Они шли к машине молча. Марина не решалась даже спросить, где он. Только в машине Галина тихо добавила:

— Его больше нет. Отмучился…

Дом встретил сквозняком и запахом картошки. Где-то в дальней комнате кто-то кашлял. Объятий не было. На вешалке висела его чёрная кофта — как будто он только что её снял. Рядом — мамины тапки, небрежно сброшенные, как в любой другой день. Всё было на своих местах, только человека больше не было.

Наступил день прощания. Утро пролетело быстро. Всё было как обычно — сборы, какие-то люди, разговоры вполголоса, формальности.

Погода была ветреной, трава шуршала под ногами. Марина стояла рядом с Игорем — младшим братом, с которым у неё с детства были натянутые отношения. Они почти не общались, даже сейчас он будто был где-то в стороне. Она не слушала речи. Взгляд сам по себе скользнул в сторону.

У сосны, чуть в стороне, стояла женщина. Пальто серое, затянутое в талии, в руках — старый носовой платок. С ней — двое подростков, мальчик и девочка. Лица незнакомые. Девочка сжимала зубы, будто от ветра, мальчик смотрел в землю. Женщина ловко отвела взгляд, когда Марина встретилась с ней глазами.

— Кто это?.. — пробормотала Марина, но Игорь не услышал.

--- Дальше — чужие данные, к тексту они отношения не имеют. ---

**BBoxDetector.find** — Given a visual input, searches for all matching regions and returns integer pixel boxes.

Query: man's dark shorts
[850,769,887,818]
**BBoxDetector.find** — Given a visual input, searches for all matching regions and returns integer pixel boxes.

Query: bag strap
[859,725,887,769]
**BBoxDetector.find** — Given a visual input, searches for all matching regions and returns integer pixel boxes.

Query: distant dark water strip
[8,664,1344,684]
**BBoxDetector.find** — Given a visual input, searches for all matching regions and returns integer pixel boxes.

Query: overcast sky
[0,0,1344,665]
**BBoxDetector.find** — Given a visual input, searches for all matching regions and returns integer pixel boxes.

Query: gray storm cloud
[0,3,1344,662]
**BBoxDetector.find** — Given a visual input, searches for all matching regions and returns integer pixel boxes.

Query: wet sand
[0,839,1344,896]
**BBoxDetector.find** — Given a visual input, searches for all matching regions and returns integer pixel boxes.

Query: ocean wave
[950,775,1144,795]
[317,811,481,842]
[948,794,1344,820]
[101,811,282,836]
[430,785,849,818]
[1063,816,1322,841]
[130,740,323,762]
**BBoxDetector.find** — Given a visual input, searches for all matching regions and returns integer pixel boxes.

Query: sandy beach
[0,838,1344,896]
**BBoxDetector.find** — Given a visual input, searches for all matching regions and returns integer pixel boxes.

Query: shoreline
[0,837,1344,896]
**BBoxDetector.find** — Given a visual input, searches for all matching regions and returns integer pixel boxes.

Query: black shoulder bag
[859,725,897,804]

Позже. На кухне гремели чашки. Андрей, старший брат — рассудительный, сдержанный, почти всегда безэмоциональный — наливал чай, молча поставил перед Мариной. Потом сел напротив, уставился.

— Ты тоже заметила ту женщину с детьми? — спросил он, не отрывая взгляда.

Марина кивнула.

— А ты точно не знала, кто они? — Андрей придвинулся ближе, прищурился. — Она как-то посмотрела на тебя, будто вы знакомы. Может, виделась с ними где то?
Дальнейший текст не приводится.